Infrastructure is not only important for maintaining and developing societies, it is foundational. For this reason, resilient infrastructure also plays an increasingly important role in the context of European and German strategies for climate change adaptation. Designing infrastructure to be climate-resilient is a complex process that must take into account various climate scenarios, path dependencies, usage routines and a large number of actors. Existing infrastructure must be adapted to climate change and its consequences, while new infrastructure must be designed for long-term resilience.
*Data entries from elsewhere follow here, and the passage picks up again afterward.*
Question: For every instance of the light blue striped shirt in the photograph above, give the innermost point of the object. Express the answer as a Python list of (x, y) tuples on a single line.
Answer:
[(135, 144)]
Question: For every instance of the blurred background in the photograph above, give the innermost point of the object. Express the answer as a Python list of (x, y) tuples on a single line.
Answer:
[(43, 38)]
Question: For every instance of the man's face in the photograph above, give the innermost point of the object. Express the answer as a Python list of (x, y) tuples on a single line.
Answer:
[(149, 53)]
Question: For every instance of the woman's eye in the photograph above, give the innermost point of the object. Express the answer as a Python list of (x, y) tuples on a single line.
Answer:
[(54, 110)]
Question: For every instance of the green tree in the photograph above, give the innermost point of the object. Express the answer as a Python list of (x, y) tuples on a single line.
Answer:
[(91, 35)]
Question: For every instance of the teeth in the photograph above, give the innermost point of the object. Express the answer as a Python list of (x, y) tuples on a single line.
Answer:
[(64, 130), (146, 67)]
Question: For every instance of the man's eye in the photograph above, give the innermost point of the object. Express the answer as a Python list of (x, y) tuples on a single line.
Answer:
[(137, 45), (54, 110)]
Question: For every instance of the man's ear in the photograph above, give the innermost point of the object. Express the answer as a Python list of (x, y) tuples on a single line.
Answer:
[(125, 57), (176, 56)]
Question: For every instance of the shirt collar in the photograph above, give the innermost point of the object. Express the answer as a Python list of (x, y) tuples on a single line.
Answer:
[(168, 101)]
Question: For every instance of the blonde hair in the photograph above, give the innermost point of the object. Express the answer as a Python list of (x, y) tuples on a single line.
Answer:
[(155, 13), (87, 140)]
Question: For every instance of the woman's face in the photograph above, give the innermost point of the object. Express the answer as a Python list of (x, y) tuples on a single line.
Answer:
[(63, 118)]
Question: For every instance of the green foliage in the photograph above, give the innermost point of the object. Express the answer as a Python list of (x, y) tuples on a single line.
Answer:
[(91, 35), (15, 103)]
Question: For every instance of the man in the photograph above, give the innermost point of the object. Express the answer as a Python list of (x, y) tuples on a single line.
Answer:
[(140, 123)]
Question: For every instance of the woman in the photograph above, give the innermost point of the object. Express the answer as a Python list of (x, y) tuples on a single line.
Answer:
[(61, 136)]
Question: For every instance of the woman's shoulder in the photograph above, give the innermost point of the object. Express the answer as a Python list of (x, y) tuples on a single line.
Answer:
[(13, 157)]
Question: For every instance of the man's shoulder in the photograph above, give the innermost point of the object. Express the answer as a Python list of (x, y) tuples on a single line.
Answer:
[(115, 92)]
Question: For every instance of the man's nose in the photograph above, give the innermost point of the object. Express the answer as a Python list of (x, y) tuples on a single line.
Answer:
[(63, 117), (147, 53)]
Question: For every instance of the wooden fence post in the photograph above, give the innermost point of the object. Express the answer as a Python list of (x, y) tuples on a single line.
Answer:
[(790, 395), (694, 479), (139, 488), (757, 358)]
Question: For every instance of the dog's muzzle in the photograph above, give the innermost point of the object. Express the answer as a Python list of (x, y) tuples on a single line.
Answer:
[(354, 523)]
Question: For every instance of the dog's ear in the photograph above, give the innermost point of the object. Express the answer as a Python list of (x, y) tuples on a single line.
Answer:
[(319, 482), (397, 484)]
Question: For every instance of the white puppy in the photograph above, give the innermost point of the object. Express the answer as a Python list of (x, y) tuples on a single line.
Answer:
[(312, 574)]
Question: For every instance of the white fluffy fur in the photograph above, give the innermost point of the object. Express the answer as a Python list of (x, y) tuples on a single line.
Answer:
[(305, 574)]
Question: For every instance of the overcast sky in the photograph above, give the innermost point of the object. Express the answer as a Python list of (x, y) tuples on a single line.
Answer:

The Federal Environment Agency (UBA) has commissioned a consortium, headed by adelphi, to compile relevant knowledge on climate-resilient infrastructure and identify the most important scientific and political institutions and practitioners in Europe on this topic. Relevant actors from science, practice and policy-advising institutions from various disciplines will take part in the exchange in order to develop and disseminate innovative research and implementation activities and increase infrastructure climate resilience. This will also create small networks of participants and experts in the field.
Core activities to the project are the writing of a series of policy papers and the implementation of smaller events to bring together the identified experts from science, practice and politics. The focus is on three themes: the role of adaptation to climate change in the EU taxonomy, blue-green infrastructure in cities, and tools for analysing resilience. adelphi is leading the project and will implement the activities related to the EU taxonomy.